With the continued explosive growth of the IoT devices market, there is a huge opportunity for device manufacturers to encourage quicker adoption of IoT and help bring down the traditional barriers to larger IoT projects. In our discussions with enterprises the world over, we’ve heard again and again that the perceived complexity of IoT can be a concern for potential innovators.
Manufacturers can eliminate much of this complexity by providing devices with embedded connectivity that ‘just works’.
Whether you manufacture smart logistics devices (sensors, trackers, pallets etc) or any product with an eSIM chip as a tracking and connectivity technology, the following elements need to be addressed.
Elements required for embedded connectivity
1. Take an eSIM
An embedded SIM, also known as MFF2, is ideal for surface-mount implementations, provides space savings and increased physical security and resilience. Also available as either UICC or eUICC, this form-factor is the right choice when space is at a premium and ruggedness is essential. Unlike removable SIM cards, the eSIM is embedded during the manufacturing process – soldered into a sealed enclosure. It is extremely difficult to tamper with or remove an eSIM without causing significant damage to a device. An eSIM is also water resistant, an essential feature for any ruggedized IoT applications and especially so for the logistics industry. As an example, an end user may need a pallet shipped worldwide in incredible adverse conditions, resulting in the device being inaccessible for weeks at a time.
2. Add a bootstrap profile
Every eSIM is configured with a bootstrap profile. The bootstrap profile guarantees that the device can obtain connectivity, regardless of its geographic location, and be used to download local network profiles when a device is first turned on. It may also be used as a fall-back profile if there are network issues in the location where the device has been deployed. This is particularly useful for smart tracking devices that will require automatic initial connectivity as they cross geographical regions.
3. Link a management platform
A software platform that manages eSIMs is key to scaling IoT logistics deployments. The simplicity and automation provided by a connectivity management platform make it possible to enroll, deploy, maintain and track thousands of devices remotely. This is critical for logistics solutions, as the sheer number of devices which are deployed globally continues to scale exponentially.
4. Choose a network
The ability to change network operator without physical interaction is a major benefit of eSIM. A global network of MNOs is an important part of the eSIM ecosystem because no one operator provides the coverage to support a global supply chain. A manufacturer of smart logistics devices can provide the device with the bootstrap profile and let their customers choose the network that best supports their needs post-deployment, or remotely change operator as the needs of the deployment changes.

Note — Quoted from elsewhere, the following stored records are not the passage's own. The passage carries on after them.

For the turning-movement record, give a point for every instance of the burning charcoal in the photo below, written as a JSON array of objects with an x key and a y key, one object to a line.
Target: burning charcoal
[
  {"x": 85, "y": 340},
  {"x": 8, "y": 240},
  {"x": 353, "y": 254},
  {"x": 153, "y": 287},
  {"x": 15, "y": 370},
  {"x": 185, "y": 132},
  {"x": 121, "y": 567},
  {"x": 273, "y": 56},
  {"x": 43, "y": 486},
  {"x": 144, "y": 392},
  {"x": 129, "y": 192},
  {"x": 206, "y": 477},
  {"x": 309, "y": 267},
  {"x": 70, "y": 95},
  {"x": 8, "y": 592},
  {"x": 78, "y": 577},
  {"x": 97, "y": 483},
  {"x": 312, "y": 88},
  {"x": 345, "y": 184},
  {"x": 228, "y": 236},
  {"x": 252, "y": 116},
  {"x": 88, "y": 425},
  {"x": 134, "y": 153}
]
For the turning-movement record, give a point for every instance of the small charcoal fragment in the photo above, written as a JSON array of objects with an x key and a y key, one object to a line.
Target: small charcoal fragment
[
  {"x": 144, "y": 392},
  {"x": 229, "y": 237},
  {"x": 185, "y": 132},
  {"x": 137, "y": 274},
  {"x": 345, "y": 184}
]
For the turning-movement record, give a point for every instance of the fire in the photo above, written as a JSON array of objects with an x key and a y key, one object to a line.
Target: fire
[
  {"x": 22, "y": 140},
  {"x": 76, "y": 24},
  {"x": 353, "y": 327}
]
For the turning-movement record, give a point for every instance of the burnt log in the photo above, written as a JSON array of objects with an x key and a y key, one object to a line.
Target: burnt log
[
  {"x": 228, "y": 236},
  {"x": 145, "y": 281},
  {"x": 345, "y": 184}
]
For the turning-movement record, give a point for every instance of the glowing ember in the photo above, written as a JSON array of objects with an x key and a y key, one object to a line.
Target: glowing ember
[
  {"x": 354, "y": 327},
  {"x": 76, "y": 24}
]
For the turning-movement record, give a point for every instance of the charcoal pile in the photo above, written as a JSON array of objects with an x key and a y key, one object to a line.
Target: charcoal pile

Getting started with eSIM can seem complicated, but in reality the process is pretty simple and the benefits from point of deployment forward are significant and well worth the additional effort at the manufacturing stage. For manufacturers eSIM just makes sense. Not only does it actually allow them to simplify their process, being able to build one device for the world, but it also provides real added value to the end user. You get streamlining and simplicity and the end user gets flexibility, resilience and a future proof product.
Alternatively, if you are looking to do more than just manufacture, eSIM is the gateway to evolving your products into an as-a-service model. Provide one product for the world, with connectivity almost anywhere, and get extra intelligence about how your products are being used. Add an eSIM, pick a connectivity provider (which you can change later if needed) and start delivering your connected products-as-a-service for customers who want to just power on and go.